Satu drone kecil melayang di atas kepala mereka. Lensa merahnya berkedip. Di badannya tertulis jelas: Haryanto Corp.
“Lira, tutup pintu!”
Bagas melompat, mencoba menangkap drone itu, tapi benda itu lebih cepat. Menyelinap lewat celah ventilasi dan menghilang ke atas.
Di atap klinik, angin malam menyapu wajahnya.
Bagas menatap langit Surabhayang yang kelabu. Tak ada tanda drone itu lagi. Tapi dia tahu, rekamannya sudah dikirim. Sudah ada yang menonton.
Langit tiba-tiba pecah.
Kilat menyambar. Suara seperti retakan tulang bumi menggema di udara. Dan dari dada Bagas, keluar cahaya biru lembut. Simbol Dayangkara membentuk lingkaran di udara.
Kekuatan warisan, pikirnya.
Suara roh itu muncul kembali, kali ini jelas.
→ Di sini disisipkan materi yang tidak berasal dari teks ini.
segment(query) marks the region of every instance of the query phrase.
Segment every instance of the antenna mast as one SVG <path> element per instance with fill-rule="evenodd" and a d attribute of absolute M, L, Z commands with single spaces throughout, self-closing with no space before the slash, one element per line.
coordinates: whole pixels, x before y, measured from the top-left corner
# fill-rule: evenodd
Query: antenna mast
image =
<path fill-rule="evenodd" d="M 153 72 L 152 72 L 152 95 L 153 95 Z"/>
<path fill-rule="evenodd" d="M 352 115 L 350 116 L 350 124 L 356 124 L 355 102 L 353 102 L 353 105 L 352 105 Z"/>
Kekuatan warisan ada di dalammu. Lindungi hutan, atau darah akan tumpah.
Bagas jatuh berlutut. Napasnya sesak. Tapi bukan karena lelah. Karena rasa yang selama ini ia tahan: panggilan darah. Ia adalah keturunan Dayangkara, penjaga hutan dan penawar kutuk zaman.
Dan sekarang, dunia butuh dia lagi.
Saat cahaya memudar, ia berdiri pelan. Dari kejauhan, di atap gedung sebelah, ada satu sosok bayangan yang mengawasi.
Bukan Lira.
Bukan Maya.
Seseorang yang tahu siapa dirinya.
Ponsel Bagas bergetar. Satu pesan masuk.
[AWAS. Mereka tahu kau Dayangkara.]
Tangannya mengepal.
Surabhayang tidak lagi hanya kota. Ini sudah jadi medan perang. Antara mereka yang menggali bumi, dan mereka yang bersumpah melindunginya.